Nice wood and very nice mortise machine!!!!


----------



## rbhandcrafted (Jan 27, 2014)

Mike1950 said:


> Nice wood and very nice mortise machine!!!!


Thanks Mike,
I got it at a Government auction from Alberta...hed em ship it to Vancouver $400 :) The listing said it was single phase 220 but when it arrived I seen it is actually 575V !! I called them..and they paid $1,500 to have a VFD installed and hooked up. (I still had to cough up $500) but at least they did something. I diodnt want to have to return it. And no, you can not just simply swap the motor like one would think..General does their own machining to the spindle...massive headache. But all is good now :)


----------



## ironman123 (Jan 27, 2014)

Good deal with the rack.

Ray


----------



## rbhandcrafted (Jan 27, 2014)

ironman123 said:


> Good deal with the rack.
> 
> Ray



Lots of work left to do... but im on it.


----------



## barry richardson (Jan 27, 2014)

Beautiful wood and very respectable stash! I can imagine the effort the move took..


----------



## SENC (Jan 27, 2014)

Nice stash! Keep me in mind if you ever go to cutting up that coco, especially that sap/heart piece that is front and center in the 5th pic! And what is that nasty, curly piece to the left of it?


----------



## Mike1950 (Jan 27, 2014)

SENC said:


> Nice stash! Keep me in mind if you ever go to cutting up that coco, especially that sap/heart piece that is front and center in the 5th pic! And what is that nasty, curly piece to the left of it?




i would guess that is BLM...............


----------



## Kevin (Jan 27, 2014)



Reactions: Like 3 | Agree 1 | Funny 3


----------



## woodtickgreg (Jan 27, 2014)

Very nice wood stash, and very impressive that you moved that all by yourself from a wheel chair! Hats of to you my friend!

Reactions: Thank You! 1


----------



## rbhandcrafted (Jan 27, 2014)

Mike1950 said:


> i would guess that is BLM...............



If you mean that piece next to the cocobolo..that is Lignum Vitae.


----------



## rbhandcrafted (Jan 27, 2014)

barry richardson said:


> Beautiful wood and very respectable stash! I can imagine the effort the move took..

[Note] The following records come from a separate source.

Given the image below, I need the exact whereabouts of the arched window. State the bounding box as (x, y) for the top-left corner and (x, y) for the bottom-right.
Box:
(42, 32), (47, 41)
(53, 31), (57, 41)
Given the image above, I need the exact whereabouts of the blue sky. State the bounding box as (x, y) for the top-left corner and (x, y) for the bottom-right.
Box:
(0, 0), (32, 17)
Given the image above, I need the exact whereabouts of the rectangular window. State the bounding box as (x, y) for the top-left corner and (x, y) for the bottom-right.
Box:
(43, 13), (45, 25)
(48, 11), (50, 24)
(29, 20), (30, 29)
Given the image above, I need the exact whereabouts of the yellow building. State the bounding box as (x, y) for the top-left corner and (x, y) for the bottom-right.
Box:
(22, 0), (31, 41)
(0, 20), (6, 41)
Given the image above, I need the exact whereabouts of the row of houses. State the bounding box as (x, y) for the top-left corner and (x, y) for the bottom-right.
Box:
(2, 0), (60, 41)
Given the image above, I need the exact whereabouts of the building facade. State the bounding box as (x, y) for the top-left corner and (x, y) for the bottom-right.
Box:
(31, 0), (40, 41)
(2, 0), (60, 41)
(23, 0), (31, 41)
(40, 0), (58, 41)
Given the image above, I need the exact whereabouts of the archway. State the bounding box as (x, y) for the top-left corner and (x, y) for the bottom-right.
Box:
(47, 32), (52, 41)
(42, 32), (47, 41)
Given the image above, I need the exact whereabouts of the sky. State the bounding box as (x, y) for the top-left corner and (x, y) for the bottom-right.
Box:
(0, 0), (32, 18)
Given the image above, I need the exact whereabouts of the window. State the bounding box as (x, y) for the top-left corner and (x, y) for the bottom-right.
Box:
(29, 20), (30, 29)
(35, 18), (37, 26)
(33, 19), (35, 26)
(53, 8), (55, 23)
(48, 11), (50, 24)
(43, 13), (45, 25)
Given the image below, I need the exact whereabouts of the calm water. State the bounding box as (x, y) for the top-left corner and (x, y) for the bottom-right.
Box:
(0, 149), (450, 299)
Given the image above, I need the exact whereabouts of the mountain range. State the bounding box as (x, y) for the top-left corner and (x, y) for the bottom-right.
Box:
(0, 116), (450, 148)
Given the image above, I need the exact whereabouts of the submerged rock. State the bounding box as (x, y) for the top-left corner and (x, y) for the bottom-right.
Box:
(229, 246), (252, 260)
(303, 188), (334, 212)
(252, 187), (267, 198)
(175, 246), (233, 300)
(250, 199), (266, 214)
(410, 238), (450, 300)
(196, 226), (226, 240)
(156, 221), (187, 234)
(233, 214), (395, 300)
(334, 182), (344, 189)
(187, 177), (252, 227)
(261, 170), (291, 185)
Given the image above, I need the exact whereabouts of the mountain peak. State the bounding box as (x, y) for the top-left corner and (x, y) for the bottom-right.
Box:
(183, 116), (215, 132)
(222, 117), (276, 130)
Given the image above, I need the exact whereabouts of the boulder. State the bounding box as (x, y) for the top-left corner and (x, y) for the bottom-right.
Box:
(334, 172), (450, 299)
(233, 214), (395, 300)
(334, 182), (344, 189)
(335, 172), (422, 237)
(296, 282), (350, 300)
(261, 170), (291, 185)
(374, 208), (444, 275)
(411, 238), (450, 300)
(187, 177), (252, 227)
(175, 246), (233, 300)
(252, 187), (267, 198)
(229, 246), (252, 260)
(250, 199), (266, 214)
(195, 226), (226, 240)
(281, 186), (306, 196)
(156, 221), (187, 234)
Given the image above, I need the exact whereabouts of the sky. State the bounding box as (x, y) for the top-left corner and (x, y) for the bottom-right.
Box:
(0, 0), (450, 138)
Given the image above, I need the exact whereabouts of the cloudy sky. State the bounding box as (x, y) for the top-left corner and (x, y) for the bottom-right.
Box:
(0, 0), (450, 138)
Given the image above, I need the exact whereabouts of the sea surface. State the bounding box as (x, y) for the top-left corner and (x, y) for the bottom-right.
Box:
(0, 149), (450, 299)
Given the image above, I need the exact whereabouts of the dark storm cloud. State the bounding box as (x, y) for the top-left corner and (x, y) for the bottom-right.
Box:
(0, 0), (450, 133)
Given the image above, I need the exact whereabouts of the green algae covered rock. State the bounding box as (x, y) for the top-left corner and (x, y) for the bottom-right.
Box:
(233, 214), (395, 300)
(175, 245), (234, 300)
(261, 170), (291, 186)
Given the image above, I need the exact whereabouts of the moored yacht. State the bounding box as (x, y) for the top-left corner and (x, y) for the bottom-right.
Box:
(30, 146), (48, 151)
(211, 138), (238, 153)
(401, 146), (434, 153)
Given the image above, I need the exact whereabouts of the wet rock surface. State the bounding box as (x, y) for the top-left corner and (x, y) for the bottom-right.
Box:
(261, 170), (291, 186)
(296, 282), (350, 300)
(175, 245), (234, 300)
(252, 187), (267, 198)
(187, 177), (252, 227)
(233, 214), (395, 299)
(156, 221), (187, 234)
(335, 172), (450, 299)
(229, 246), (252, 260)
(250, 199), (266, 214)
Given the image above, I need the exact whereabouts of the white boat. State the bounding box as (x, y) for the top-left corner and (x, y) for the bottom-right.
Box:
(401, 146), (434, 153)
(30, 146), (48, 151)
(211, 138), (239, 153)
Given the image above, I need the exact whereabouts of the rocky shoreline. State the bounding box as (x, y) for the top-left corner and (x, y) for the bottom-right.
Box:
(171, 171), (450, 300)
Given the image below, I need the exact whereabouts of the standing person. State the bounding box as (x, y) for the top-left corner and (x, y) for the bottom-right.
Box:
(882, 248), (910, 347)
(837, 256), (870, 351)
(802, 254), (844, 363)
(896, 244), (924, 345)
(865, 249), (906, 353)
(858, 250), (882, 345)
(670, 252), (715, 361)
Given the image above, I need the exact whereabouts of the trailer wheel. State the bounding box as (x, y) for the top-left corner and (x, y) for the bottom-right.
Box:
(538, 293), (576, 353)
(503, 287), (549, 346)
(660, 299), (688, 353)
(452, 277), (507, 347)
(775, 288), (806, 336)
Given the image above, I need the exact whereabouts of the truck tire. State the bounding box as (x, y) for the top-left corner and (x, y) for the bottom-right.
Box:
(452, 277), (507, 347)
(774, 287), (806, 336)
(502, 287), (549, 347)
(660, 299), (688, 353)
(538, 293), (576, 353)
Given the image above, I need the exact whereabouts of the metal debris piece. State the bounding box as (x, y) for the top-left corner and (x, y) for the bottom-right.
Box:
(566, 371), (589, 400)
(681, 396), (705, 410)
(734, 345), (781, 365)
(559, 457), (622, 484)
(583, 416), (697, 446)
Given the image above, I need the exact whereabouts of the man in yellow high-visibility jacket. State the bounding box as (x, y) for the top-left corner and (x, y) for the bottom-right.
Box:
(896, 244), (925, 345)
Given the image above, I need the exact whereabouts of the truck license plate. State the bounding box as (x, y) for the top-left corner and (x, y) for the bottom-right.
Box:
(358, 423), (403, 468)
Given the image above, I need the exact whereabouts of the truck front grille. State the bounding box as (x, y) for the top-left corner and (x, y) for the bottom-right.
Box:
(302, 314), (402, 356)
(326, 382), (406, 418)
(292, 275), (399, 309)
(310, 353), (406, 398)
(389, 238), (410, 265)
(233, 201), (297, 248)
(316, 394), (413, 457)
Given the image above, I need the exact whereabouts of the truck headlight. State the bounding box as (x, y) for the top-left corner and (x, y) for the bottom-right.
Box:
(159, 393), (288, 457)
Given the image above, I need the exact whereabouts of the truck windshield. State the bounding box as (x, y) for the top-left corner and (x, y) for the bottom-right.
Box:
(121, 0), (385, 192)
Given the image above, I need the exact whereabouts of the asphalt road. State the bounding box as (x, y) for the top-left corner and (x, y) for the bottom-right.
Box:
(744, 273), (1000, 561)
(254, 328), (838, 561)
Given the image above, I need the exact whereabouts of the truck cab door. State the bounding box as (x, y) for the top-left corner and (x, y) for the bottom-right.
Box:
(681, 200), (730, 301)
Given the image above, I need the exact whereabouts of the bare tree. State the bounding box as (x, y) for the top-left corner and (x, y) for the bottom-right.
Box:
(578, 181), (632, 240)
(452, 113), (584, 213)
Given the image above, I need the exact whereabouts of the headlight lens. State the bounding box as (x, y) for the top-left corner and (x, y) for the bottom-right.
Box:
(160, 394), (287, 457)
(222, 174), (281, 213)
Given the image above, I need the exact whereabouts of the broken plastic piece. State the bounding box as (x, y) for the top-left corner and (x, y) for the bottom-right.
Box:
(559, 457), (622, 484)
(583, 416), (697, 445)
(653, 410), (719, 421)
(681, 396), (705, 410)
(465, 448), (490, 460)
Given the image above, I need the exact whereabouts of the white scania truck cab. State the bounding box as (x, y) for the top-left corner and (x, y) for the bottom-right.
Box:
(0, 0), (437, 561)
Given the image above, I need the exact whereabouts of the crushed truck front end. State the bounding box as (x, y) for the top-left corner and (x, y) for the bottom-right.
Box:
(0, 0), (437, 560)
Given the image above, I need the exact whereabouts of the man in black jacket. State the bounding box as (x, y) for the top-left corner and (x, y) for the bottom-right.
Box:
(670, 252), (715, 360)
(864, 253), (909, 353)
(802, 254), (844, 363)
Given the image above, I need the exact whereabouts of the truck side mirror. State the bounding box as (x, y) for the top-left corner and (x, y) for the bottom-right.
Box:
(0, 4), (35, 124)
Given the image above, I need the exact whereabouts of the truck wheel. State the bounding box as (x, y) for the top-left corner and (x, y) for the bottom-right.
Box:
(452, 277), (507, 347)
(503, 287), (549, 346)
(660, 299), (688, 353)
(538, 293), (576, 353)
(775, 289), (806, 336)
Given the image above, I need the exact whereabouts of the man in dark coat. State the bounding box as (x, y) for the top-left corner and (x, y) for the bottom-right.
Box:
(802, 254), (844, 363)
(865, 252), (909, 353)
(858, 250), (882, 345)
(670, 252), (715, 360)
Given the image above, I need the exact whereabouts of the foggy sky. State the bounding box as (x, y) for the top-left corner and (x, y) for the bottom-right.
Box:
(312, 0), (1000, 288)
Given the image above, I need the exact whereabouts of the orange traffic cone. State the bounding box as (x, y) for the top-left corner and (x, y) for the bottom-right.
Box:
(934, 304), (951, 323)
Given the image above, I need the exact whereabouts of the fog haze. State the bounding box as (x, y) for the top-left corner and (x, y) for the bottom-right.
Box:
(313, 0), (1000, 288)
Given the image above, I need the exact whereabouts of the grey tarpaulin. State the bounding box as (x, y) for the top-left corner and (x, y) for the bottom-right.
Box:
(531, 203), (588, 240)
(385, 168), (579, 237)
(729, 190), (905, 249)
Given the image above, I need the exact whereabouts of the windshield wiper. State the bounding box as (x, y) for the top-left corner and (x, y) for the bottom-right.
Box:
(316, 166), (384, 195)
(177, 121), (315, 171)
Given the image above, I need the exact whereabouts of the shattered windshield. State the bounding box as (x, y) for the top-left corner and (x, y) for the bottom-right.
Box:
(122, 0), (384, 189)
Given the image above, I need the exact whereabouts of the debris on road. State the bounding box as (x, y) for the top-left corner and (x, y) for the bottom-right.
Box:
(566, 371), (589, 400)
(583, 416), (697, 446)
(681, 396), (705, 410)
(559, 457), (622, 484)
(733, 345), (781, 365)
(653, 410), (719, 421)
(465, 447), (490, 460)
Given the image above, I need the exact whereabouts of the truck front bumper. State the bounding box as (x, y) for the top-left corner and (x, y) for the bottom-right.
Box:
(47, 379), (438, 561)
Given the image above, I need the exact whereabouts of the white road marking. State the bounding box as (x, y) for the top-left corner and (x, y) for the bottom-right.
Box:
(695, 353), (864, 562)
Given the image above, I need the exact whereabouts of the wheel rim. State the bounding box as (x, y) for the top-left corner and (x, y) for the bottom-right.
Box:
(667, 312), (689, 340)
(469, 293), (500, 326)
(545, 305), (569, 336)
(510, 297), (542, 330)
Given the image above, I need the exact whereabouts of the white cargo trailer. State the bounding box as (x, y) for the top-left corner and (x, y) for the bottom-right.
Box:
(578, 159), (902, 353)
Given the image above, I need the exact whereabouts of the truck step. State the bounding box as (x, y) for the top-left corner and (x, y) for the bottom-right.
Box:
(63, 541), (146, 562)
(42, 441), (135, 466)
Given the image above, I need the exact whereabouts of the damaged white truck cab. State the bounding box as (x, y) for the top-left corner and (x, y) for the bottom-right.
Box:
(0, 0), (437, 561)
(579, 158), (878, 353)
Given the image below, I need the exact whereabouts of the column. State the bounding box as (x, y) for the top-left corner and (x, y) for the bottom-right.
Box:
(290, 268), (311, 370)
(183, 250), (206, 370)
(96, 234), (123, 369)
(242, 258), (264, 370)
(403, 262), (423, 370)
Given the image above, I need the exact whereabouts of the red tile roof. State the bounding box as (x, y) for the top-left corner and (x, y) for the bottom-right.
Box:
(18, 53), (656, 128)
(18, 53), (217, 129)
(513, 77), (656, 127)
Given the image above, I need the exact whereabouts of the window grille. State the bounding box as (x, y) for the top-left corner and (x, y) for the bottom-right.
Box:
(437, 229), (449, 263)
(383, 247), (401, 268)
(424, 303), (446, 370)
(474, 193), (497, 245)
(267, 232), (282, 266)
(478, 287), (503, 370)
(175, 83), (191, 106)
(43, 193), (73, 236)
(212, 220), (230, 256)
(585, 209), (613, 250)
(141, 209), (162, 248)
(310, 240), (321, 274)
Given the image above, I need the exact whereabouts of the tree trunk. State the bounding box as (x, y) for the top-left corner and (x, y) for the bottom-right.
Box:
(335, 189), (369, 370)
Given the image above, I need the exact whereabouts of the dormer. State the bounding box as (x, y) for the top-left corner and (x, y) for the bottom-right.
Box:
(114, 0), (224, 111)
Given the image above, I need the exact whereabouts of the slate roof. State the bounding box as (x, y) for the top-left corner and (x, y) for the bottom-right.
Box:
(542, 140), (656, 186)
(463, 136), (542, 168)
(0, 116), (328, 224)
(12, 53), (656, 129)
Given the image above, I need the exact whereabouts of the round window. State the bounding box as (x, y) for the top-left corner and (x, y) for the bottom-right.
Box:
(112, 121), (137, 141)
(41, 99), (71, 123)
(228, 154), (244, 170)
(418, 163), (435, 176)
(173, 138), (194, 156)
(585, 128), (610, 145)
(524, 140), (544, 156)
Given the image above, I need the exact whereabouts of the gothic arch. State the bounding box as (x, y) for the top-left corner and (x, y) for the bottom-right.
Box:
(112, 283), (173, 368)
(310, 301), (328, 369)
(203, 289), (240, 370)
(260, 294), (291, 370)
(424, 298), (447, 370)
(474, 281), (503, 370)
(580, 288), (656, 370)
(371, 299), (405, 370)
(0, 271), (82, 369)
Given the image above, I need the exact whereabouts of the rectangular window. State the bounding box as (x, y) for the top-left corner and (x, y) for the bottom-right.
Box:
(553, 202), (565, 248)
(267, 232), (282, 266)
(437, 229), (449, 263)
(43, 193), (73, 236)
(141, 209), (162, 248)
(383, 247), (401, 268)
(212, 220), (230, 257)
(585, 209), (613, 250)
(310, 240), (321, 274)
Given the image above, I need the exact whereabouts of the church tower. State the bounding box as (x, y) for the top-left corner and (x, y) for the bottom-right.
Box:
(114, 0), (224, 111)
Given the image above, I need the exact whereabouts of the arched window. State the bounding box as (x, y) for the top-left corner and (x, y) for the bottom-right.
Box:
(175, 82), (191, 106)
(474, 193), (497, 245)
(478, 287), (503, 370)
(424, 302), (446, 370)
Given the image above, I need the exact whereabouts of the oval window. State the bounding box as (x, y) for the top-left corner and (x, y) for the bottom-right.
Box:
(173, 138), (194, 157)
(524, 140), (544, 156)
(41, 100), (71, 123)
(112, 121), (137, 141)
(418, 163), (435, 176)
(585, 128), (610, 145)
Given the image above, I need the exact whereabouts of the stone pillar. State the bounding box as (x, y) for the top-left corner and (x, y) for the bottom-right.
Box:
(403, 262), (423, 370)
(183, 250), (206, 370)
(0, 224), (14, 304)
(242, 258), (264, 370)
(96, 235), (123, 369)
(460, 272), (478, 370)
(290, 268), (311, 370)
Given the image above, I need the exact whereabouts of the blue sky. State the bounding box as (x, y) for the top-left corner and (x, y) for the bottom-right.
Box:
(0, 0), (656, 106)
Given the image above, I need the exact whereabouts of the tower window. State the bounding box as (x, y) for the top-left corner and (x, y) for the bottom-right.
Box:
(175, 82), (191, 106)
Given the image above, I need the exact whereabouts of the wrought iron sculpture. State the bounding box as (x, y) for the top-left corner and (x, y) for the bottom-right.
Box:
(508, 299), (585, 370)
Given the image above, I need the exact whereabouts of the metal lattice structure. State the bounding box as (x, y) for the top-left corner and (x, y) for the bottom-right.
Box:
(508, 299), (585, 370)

Thank you Barry. it was not easy.. I was sweatin.. some of those pieces were very , very heavy.


----------



## Mike1950 (Jan 27, 2014)

rbhandcrafted said:


> If you mean that piece next to the cocobolo..that is Lignum Vitae.


 i was talking the curly piece


----------



## Kevin (Jan 27, 2014)

What is the slab the pale faced woman is standing beside (you need to feed her some vitamins heh heh)?

Reactions: Funny 2


----------



## Treecycle Hardwoods (Jan 27, 2014)

Wow that is inspirational Ron. I will never complain about moving stacks of wood again! Nice stash!


----------



## rbhandcrafted (Jan 28, 2014)

Kevin said:


> What is the slab the pale faced woman is standing beside (you need to feed her some vitamins heh heh)?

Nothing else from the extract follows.